Decision Date20 September 1956
Docket NumberNo. 15464.,15464.
Citation235 F.2d 741
PartiesWilliam A. BISSO, Jr., Receiver of New Orleans Coal and Bisso Towboat Company, and Moran Towing & Transportation Company, Inc., and THE MARION MORAN, Inc., Claimant of THE KEVIN MORAN, Appellants, v. WATERWAYS TRANSPORTATION COMPANY, Inc., Claimant of THE JAMES L. RICHARDS, Appellee.
CourtU.S. Court of Appeals — Fifth Circuit

Norman Stallings, Hervey Yancey, Tampa, Fla., John W. Sims, New Orleans, La., Adrian J. O'Kane, New York City, Shackleford, Farrior, Shannon & Stallings, Tampa, Fla., and Burlingham, Hupper & Kennedy, New York City, Phelps, Dunbar, Marks, Claverie & Sims, New Orleans, La., Fowler, White, Gillen, Yancey & Humkey, Tampa, Fla., of counsel, for appellants Moran Towing & Transp.
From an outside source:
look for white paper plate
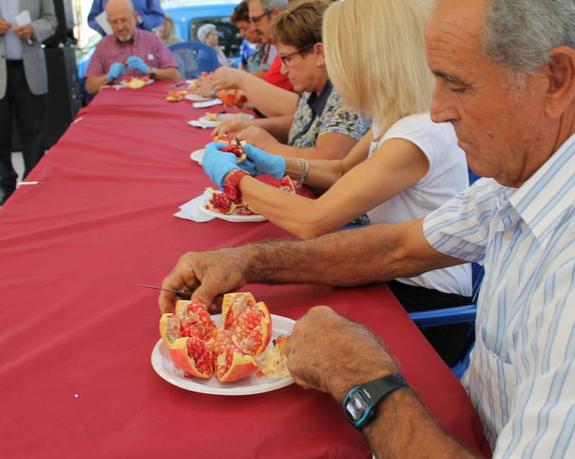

Co., Inc., and Tug Kevin Moran.

Alfred M. Farrell, Jr., New Orleans, La., Christopher E. Heckman, New York City, Chester H. Ferguson, Macfarlane, Ferguson, Allison & Kelly, Tampa, Fla., and Foley & Martin, New York City, for appellee.

Before HUTCHESON, Chief Judge, and JONES and BROWN, Circuit Judges.

JOHN R. BROWN, Circuit Judge.

In a pleader's paradise of two hundred fourteen printed record pages of libels, cross-libels, impleading, petitions, answers, reconventions, and claims for contract and maritime salvage, towage, for damage and general average expense, the District Judge declared that The Kevin Moran, the command tug on a hawser ahead, and The Mary B., assisting on the starboard quarter, were liable for the stranding, in the entrance of Southwest Pass, Mississippi River, of The James L. Richards, a former vessel 359 feet long, 49-foot beam, operated as a seagoing barge without motive power but equipped with a steam steering engine actuated by a hydraulic telemotor system from the bridge. The case comes to us on a record of an additional twelve hundred one printed pages of testimony from some twenty-five witnesses, a good portion of whom gave evidence by deposition. The scope of this record, the somewhat complex technical problems involved, and the inevitable running advocacy to which a Judge is properly exposed as a case is being presented, whether with live or printed swearers, illustrates the inherent soundness in a rule which commits to Trial Judges the trying and finding of facts and those significant inferences which come from them. Whatever vestigial power remains to invoke trial de novo, McAllister v. United States, 348 U.S. 19, 75 S.Ct. 6, 99 L.Ed. 20, 1954 A.M.C. 1999; Taylor v. Crain, 3 Cir., 224 F.2d 237, 238, 1955 A.M.C. 1499; cf. Coyle Lines v. United States, 5 Cir., 195 F.2d 737, 1952 A.M.C. 715; Coryell v. Phipps, 5 Cir., 128 F.2d 702, 1942 A.M.C. 906, affirmed 317 U.S. 406, 63 S.Ct. 291, 87 L.Ed. 363, 1943 A.M.C. 18, this is certainly not a case in which to seek out or apply its limits. We start, therefore, with willing acceptance of the Trial Court's findings unless clearly erroneous. C. J. Dick Towing Co. v. Leo, 5 Cir., 202 F.2d 850, 1953 A.M.C. 498; Mississippi Valley Barge Line Co. v. Indian Towing Co., 5 Cir., 232 F.2d 750, 1956 A.M.C. 757; Societa Anonima Navigazione Alta Italia v. Oil Transport Co. (The Mongioia), 5 Cir., 232 F.2d 422; see, Galena Oaks Corp. v. Scofield, 5 Cir., 218 F.2d 217.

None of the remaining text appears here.